Un vaisseau spatial humain revenant de Venus s’écrase en Sicile, libérant un monstre qui ne cesse de grandir et de semer la panique !

La science-fiction était très à la mode dans les années 50, avec son lot d’histoires sensationnelles liées à l’espace et aux extra-terrestres. Dans la droite lignée de King Kong (1933) et surtout du récent Godzilla (1954) qui avait fait sensation, A des millions de kilomètres de la Terre propose une version américaine de monstre destructeur : ainsi le vénusien Ymir effraie la population, tient tête à l’armée, combat un éléphant et détruit des vestiges romains (Colisée, pont Saint-Ange) pour le plus grand plaisir du spectateur. Tourné en Italie et en Californie, le film repose avant tout sur les prodigieux effets spéciaux de l’immense Ray Harryhausen (Jason et les Argonautes, Le Choc des Titans), qui animait image par image la créature. Il est d’ailleurs considéré comme le réalisateur officieux de ses films, tant ils sont centrés sur son travail. Outre la prouesse technique des mouvements naturels et détaillés (surpassant ses précédents films Le Monstre de temps perdus ou Le Monstre vient de la mer), il insuffle au monstre une personnalité subtile et touchante, puisqu’au final il n’a rien demandé à personne et se retrouve à se défendre des persécutions humaines après avoir été ramené sur Terre. Ces effets spéciaux artisanaux donnent une authenticité et une magie qui bien des blockbusters à images de synthèse n’effleurent pas. Ray Harryhausen enchaînera l’année suivante sur Le Septième voyage de Sinbad (qui connaîtra deux suites).

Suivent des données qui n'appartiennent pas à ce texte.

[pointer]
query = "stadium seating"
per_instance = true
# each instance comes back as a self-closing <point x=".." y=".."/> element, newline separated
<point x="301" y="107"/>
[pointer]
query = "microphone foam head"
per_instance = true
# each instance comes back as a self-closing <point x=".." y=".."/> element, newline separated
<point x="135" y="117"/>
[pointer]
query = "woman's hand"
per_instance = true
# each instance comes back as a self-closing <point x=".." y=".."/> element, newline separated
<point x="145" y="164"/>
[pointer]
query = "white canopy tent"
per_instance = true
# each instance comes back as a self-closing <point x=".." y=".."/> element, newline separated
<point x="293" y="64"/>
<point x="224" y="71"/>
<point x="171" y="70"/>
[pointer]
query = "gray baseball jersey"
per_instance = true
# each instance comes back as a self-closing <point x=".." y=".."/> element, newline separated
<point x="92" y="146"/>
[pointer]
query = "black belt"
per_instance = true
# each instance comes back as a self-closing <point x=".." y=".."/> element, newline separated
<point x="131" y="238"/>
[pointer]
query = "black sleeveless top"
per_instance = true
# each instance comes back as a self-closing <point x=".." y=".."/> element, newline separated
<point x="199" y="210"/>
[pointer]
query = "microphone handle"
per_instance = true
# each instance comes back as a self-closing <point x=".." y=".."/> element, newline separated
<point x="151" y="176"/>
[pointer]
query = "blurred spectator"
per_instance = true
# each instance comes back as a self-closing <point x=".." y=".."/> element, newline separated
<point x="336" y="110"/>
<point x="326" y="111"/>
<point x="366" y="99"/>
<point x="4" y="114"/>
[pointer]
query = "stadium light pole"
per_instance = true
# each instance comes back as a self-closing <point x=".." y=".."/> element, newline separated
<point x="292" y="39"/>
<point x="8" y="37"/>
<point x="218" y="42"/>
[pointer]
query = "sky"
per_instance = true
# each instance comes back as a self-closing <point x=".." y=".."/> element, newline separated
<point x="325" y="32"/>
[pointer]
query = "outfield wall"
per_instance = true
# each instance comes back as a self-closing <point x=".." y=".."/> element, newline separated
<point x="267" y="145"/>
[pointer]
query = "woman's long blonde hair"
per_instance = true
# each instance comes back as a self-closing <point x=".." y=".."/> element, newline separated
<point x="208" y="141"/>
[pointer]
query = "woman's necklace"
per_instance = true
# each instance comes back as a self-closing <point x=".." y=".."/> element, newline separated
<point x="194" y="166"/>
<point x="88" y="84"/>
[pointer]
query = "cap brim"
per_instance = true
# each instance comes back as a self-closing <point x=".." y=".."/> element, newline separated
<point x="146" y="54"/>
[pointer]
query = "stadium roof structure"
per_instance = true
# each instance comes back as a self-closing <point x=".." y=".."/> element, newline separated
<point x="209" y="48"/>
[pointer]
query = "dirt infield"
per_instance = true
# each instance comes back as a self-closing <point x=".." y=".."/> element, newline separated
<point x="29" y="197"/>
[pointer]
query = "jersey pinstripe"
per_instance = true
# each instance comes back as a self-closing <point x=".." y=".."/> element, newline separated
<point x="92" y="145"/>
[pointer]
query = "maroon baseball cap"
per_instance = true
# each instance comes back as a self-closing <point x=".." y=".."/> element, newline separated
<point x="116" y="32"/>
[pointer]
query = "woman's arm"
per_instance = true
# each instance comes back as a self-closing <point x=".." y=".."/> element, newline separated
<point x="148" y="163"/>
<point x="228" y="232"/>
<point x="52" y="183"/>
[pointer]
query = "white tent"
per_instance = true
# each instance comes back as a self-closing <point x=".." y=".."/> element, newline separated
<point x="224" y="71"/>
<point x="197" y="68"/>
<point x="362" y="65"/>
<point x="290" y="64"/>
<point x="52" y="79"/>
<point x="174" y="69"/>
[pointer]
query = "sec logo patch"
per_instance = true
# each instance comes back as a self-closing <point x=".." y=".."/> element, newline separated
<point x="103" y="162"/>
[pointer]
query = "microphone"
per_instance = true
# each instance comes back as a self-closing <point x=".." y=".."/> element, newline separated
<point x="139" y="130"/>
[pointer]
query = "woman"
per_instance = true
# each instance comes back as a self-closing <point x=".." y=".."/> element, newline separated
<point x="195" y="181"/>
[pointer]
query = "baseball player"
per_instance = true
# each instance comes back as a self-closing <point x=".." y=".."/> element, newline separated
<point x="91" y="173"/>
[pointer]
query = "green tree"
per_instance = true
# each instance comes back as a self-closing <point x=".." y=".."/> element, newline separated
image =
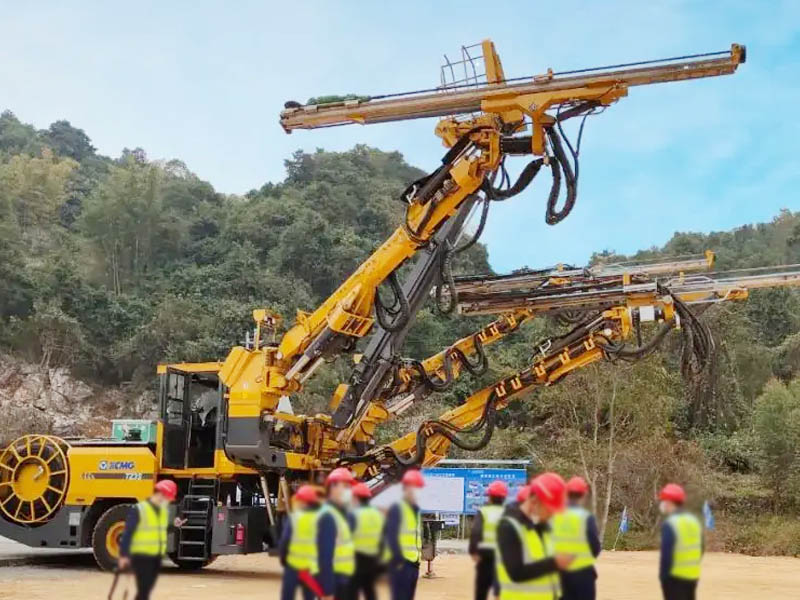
<point x="35" y="187"/>
<point x="776" y="423"/>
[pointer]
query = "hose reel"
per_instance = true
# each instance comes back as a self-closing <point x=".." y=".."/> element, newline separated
<point x="34" y="476"/>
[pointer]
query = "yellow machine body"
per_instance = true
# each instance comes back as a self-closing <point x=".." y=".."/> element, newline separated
<point x="109" y="472"/>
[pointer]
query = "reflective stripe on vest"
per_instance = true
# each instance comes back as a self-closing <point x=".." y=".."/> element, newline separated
<point x="302" y="553"/>
<point x="569" y="537"/>
<point x="534" y="548"/>
<point x="150" y="537"/>
<point x="688" y="550"/>
<point x="490" y="515"/>
<point x="369" y="526"/>
<point x="410" y="533"/>
<point x="344" y="556"/>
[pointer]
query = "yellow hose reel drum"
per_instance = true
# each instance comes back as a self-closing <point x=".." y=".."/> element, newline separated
<point x="34" y="475"/>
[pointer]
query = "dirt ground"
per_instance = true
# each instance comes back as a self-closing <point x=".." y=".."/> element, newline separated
<point x="623" y="576"/>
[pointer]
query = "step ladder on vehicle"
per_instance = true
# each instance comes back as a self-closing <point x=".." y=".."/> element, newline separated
<point x="194" y="536"/>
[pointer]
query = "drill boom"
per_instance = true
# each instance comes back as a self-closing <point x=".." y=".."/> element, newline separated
<point x="433" y="103"/>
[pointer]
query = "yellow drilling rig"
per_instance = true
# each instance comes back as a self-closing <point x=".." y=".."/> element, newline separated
<point x="226" y="432"/>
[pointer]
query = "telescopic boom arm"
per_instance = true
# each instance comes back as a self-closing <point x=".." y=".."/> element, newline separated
<point x="610" y="317"/>
<point x="413" y="380"/>
<point x="258" y="376"/>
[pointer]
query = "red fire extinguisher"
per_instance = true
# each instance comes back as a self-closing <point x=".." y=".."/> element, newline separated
<point x="240" y="534"/>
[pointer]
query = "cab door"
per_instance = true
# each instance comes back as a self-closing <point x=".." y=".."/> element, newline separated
<point x="176" y="417"/>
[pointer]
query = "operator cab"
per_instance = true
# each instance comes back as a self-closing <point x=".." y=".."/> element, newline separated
<point x="191" y="403"/>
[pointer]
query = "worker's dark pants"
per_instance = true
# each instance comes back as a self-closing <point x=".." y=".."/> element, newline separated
<point x="485" y="578"/>
<point x="145" y="571"/>
<point x="344" y="588"/>
<point x="578" y="585"/>
<point x="403" y="580"/>
<point x="290" y="583"/>
<point x="678" y="589"/>
<point x="367" y="569"/>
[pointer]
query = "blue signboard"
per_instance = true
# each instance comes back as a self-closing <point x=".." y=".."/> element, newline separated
<point x="477" y="480"/>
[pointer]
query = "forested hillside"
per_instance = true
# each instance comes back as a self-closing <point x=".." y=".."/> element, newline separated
<point x="109" y="266"/>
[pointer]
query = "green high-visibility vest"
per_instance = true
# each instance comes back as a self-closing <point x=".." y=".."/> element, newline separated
<point x="535" y="547"/>
<point x="344" y="556"/>
<point x="410" y="533"/>
<point x="688" y="550"/>
<point x="569" y="537"/>
<point x="367" y="534"/>
<point x="490" y="517"/>
<point x="302" y="553"/>
<point x="150" y="537"/>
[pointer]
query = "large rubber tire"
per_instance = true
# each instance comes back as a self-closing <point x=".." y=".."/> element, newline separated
<point x="106" y="536"/>
<point x="190" y="565"/>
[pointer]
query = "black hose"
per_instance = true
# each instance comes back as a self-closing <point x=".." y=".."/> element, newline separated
<point x="560" y="162"/>
<point x="451" y="433"/>
<point x="434" y="383"/>
<point x="481" y="365"/>
<point x="528" y="173"/>
<point x="384" y="313"/>
<point x="446" y="279"/>
<point x="481" y="226"/>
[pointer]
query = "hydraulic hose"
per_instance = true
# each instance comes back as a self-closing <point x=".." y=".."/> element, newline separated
<point x="401" y="315"/>
<point x="559" y="163"/>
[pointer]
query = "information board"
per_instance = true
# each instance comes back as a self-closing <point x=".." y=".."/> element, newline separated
<point x="477" y="480"/>
<point x="452" y="490"/>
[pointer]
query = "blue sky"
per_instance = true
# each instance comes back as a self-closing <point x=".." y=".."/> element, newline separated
<point x="205" y="81"/>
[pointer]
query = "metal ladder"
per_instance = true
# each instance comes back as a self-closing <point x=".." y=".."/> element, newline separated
<point x="194" y="541"/>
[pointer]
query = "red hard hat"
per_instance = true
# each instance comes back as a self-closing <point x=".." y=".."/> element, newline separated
<point x="167" y="488"/>
<point x="361" y="490"/>
<point x="413" y="478"/>
<point x="307" y="493"/>
<point x="497" y="489"/>
<point x="551" y="490"/>
<point x="673" y="492"/>
<point x="577" y="485"/>
<point x="339" y="475"/>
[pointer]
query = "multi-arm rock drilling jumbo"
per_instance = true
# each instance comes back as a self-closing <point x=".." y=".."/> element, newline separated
<point x="225" y="432"/>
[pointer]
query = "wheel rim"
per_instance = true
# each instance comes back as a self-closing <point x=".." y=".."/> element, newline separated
<point x="113" y="538"/>
<point x="33" y="478"/>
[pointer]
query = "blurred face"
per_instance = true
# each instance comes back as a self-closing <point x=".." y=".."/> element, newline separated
<point x="159" y="499"/>
<point x="340" y="493"/>
<point x="535" y="510"/>
<point x="667" y="507"/>
<point x="577" y="500"/>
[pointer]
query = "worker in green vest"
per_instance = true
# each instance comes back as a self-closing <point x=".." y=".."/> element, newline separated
<point x="367" y="536"/>
<point x="483" y="539"/>
<point x="144" y="540"/>
<point x="403" y="538"/>
<point x="297" y="547"/>
<point x="575" y="533"/>
<point x="527" y="565"/>
<point x="335" y="546"/>
<point x="681" y="546"/>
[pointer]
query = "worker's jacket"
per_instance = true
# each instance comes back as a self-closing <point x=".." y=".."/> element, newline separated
<point x="537" y="545"/>
<point x="368" y="529"/>
<point x="490" y="517"/>
<point x="688" y="549"/>
<point x="410" y="533"/>
<point x="150" y="536"/>
<point x="344" y="561"/>
<point x="302" y="553"/>
<point x="570" y="537"/>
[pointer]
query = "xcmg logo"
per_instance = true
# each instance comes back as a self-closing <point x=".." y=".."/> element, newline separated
<point x="116" y="465"/>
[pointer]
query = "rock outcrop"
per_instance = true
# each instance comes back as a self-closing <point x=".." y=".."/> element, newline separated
<point x="35" y="399"/>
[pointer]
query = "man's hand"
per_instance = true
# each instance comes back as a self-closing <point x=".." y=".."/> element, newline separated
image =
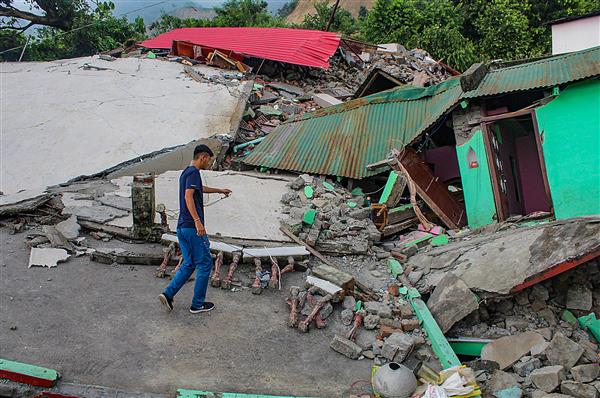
<point x="199" y="228"/>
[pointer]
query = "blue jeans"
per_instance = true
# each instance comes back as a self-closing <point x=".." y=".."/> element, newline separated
<point x="195" y="251"/>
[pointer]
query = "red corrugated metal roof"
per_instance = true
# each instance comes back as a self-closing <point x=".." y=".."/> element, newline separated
<point x="294" y="46"/>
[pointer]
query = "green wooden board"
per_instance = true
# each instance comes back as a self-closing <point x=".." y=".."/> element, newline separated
<point x="309" y="216"/>
<point x="29" y="370"/>
<point x="309" y="192"/>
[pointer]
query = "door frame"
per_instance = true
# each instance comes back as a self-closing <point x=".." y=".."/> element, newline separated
<point x="486" y="122"/>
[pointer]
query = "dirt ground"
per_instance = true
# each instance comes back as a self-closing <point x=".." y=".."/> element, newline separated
<point x="103" y="325"/>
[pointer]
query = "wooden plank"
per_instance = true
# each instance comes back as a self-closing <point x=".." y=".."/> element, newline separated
<point x="395" y="228"/>
<point x="432" y="191"/>
<point x="28" y="374"/>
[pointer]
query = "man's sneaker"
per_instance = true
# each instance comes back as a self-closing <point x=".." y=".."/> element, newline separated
<point x="205" y="308"/>
<point x="167" y="302"/>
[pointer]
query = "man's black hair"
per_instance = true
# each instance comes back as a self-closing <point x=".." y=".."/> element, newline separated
<point x="202" y="149"/>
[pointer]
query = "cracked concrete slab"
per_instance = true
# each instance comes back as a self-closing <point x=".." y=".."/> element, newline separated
<point x="252" y="212"/>
<point x="500" y="262"/>
<point x="104" y="118"/>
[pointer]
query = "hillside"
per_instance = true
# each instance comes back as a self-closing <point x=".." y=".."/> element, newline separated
<point x="306" y="7"/>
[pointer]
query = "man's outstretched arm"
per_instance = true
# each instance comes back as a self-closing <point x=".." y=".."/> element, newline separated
<point x="224" y="191"/>
<point x="189" y="202"/>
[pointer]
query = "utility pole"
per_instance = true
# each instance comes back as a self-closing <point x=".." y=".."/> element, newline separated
<point x="337" y="3"/>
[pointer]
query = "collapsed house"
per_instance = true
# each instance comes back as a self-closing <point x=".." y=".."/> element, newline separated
<point x="482" y="154"/>
<point x="500" y="135"/>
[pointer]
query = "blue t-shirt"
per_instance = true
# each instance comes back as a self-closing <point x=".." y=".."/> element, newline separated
<point x="190" y="179"/>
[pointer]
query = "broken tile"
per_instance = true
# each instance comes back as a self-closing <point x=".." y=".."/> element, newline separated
<point x="47" y="257"/>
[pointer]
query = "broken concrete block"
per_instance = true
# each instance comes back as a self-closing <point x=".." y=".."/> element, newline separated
<point x="410" y="324"/>
<point x="563" y="351"/>
<point x="509" y="349"/>
<point x="397" y="347"/>
<point x="371" y="322"/>
<point x="347" y="317"/>
<point x="69" y="228"/>
<point x="324" y="100"/>
<point x="578" y="390"/>
<point x="539" y="350"/>
<point x="586" y="373"/>
<point x="326" y="311"/>
<point x="346" y="347"/>
<point x="579" y="297"/>
<point x="524" y="368"/>
<point x="548" y="378"/>
<point x="47" y="257"/>
<point x="451" y="301"/>
<point x="378" y="308"/>
<point x="335" y="276"/>
<point x="349" y="303"/>
<point x="511" y="392"/>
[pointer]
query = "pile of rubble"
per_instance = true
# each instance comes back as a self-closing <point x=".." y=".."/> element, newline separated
<point x="539" y="343"/>
<point x="329" y="217"/>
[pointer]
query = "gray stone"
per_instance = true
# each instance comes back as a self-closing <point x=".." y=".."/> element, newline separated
<point x="347" y="317"/>
<point x="579" y="297"/>
<point x="509" y="349"/>
<point x="326" y="311"/>
<point x="397" y="347"/>
<point x="515" y="321"/>
<point x="298" y="183"/>
<point x="69" y="228"/>
<point x="524" y="368"/>
<point x="415" y="276"/>
<point x="539" y="292"/>
<point x="563" y="351"/>
<point x="288" y="197"/>
<point x="368" y="354"/>
<point x="378" y="308"/>
<point x="501" y="380"/>
<point x="451" y="301"/>
<point x="539" y="350"/>
<point x="360" y="214"/>
<point x="371" y="322"/>
<point x="578" y="390"/>
<point x="349" y="303"/>
<point x="585" y="373"/>
<point x="346" y="347"/>
<point x="548" y="378"/>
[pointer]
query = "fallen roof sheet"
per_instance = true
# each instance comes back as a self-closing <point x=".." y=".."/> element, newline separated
<point x="294" y="46"/>
<point x="342" y="140"/>
<point x="88" y="121"/>
<point x="547" y="72"/>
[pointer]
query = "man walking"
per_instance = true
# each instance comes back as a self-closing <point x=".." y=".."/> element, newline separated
<point x="193" y="241"/>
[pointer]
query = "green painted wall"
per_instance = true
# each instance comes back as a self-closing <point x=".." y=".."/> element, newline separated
<point x="477" y="183"/>
<point x="570" y="129"/>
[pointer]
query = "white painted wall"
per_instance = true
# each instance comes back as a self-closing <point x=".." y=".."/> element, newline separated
<point x="576" y="35"/>
<point x="59" y="121"/>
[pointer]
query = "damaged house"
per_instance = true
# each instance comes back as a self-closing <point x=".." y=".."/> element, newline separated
<point x="513" y="139"/>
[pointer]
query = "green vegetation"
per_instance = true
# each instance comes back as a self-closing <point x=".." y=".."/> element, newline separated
<point x="459" y="32"/>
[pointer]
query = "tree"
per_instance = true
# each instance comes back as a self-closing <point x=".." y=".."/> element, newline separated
<point x="54" y="13"/>
<point x="244" y="13"/>
<point x="89" y="32"/>
<point x="342" y="22"/>
<point x="434" y="25"/>
<point x="287" y="8"/>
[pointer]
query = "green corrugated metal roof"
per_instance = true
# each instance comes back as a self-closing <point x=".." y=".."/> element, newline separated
<point x="548" y="72"/>
<point x="342" y="140"/>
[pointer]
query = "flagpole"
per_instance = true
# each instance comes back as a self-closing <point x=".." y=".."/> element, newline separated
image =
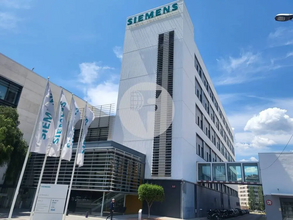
<point x="41" y="174"/>
<point x="39" y="184"/>
<point x="74" y="164"/>
<point x="25" y="162"/>
<point x="63" y="141"/>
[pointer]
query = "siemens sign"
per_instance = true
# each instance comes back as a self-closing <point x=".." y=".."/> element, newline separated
<point x="152" y="14"/>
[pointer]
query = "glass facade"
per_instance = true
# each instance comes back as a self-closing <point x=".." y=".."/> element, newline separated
<point x="204" y="172"/>
<point x="219" y="172"/>
<point x="242" y="172"/>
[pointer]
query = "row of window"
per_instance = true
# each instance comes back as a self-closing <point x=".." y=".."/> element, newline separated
<point x="221" y="188"/>
<point x="203" y="99"/>
<point x="206" y="153"/>
<point x="208" y="106"/>
<point x="211" y="134"/>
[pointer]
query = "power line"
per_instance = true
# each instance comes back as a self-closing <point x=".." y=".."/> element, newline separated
<point x="279" y="154"/>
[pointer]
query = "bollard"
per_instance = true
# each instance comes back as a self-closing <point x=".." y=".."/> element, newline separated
<point x="139" y="214"/>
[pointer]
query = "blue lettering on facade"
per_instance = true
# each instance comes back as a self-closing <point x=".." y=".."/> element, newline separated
<point x="59" y="130"/>
<point x="152" y="14"/>
<point x="46" y="124"/>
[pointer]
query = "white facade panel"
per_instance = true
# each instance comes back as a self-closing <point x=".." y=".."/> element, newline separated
<point x="141" y="48"/>
<point x="32" y="93"/>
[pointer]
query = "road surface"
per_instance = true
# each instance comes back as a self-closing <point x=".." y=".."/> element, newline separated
<point x="249" y="217"/>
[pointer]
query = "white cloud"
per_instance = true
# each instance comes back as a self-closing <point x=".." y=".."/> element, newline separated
<point x="97" y="91"/>
<point x="8" y="21"/>
<point x="282" y="36"/>
<point x="253" y="147"/>
<point x="118" y="52"/>
<point x="103" y="93"/>
<point x="246" y="67"/>
<point x="17" y="4"/>
<point x="271" y="120"/>
<point x="89" y="72"/>
<point x="253" y="159"/>
<point x="250" y="159"/>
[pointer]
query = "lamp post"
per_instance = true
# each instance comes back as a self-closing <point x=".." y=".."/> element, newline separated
<point x="283" y="17"/>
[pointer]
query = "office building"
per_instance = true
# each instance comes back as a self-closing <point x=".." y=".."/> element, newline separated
<point x="169" y="117"/>
<point x="243" y="192"/>
<point x="159" y="48"/>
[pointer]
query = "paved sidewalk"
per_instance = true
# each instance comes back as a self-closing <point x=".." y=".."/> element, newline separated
<point x="81" y="217"/>
<point x="24" y="215"/>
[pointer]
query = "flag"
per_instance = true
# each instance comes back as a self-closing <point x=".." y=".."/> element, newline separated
<point x="74" y="117"/>
<point x="45" y="124"/>
<point x="89" y="117"/>
<point x="60" y="126"/>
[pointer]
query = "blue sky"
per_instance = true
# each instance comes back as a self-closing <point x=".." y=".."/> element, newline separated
<point x="248" y="54"/>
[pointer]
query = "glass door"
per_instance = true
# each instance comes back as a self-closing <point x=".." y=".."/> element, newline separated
<point x="287" y="209"/>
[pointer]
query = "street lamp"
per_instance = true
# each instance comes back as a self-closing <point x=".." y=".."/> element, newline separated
<point x="283" y="17"/>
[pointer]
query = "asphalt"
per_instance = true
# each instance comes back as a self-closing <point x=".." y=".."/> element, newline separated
<point x="24" y="215"/>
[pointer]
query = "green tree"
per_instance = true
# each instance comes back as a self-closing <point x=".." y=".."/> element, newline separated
<point x="150" y="193"/>
<point x="12" y="146"/>
<point x="251" y="198"/>
<point x="261" y="199"/>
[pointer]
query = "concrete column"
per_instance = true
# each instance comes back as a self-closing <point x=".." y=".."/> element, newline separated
<point x="102" y="206"/>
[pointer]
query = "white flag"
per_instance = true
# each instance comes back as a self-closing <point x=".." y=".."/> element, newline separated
<point x="89" y="118"/>
<point x="60" y="126"/>
<point x="74" y="117"/>
<point x="45" y="124"/>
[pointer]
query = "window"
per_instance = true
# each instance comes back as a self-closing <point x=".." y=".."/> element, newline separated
<point x="9" y="92"/>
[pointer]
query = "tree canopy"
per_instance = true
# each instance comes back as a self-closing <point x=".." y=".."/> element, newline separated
<point x="12" y="146"/>
<point x="150" y="193"/>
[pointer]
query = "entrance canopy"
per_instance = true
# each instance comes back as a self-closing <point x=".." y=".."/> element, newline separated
<point x="246" y="173"/>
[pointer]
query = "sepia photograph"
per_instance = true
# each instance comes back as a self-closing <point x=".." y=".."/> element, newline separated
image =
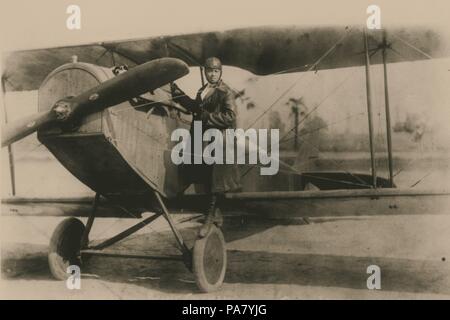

– 21h : Métal Hurlant (Gerald Potterson – 1981 – 90 minutes)

Une mystérieuse et malfaisante sphère verte apporte la destruction dans différents endroits de l’univers.

La revue française Métal Hurlant, créée en 1975 par Jean-Pierre Dionnet, Moebius et Druillet, avait révolutionné la bande-dessinée, avec ses histoires de science-fiction, parfois teintées d’heroic fantasy ou d’érotisme soft, pour public adolescent et adulte. Une version américaine a vu le jour en 1977, Heavy Metal, provoquant le même impact. C’est ainsi qu’Ivan Reitman (SOS Fantômes) décide de produire une adaptation animée pour le cinéma. Le film Metal Hurlant prend la forme de plusieurs courts-métrages aux styles graphiques narratifs distincts (réalisés par des équipes différentes). Si les histoires sont reliés par le fil conducteur d’une mystérieuse sphère verte (le Loc-Nar), on retrouve le même univers hors-normes, humoristique, sexy et rock’n’roll. La bande-son est justement constitué de chansons rock ou hard rock signés Black Sabbath, Blue Oyster Cult, Grand Funk Railroad, Cheap Trick, Trust, Devo, et bien d’autres. Film culte et sans précédent dans le genre, Métal Hurlant est sans doute le dernier représentant de la contre-culture américaine sixties-seventies, avant l’ère conservatrice de Ronald Regan. Son esthétique, animation et ambiance ambitieuses influenceront des films comme Mad Max, Blade Runner ou Le Cinquième élément. Il connaîtra une suite (Heavy Metal 2000) et une série télévisée franco-belge en prises de vue réelles en 2012 (Métal Hurlant Chronicles).

16 juillet 2017 : Ciné-club espace : Space Adventure Cobra : le film (1982) – Les Ailes d’Honnéamise (1987)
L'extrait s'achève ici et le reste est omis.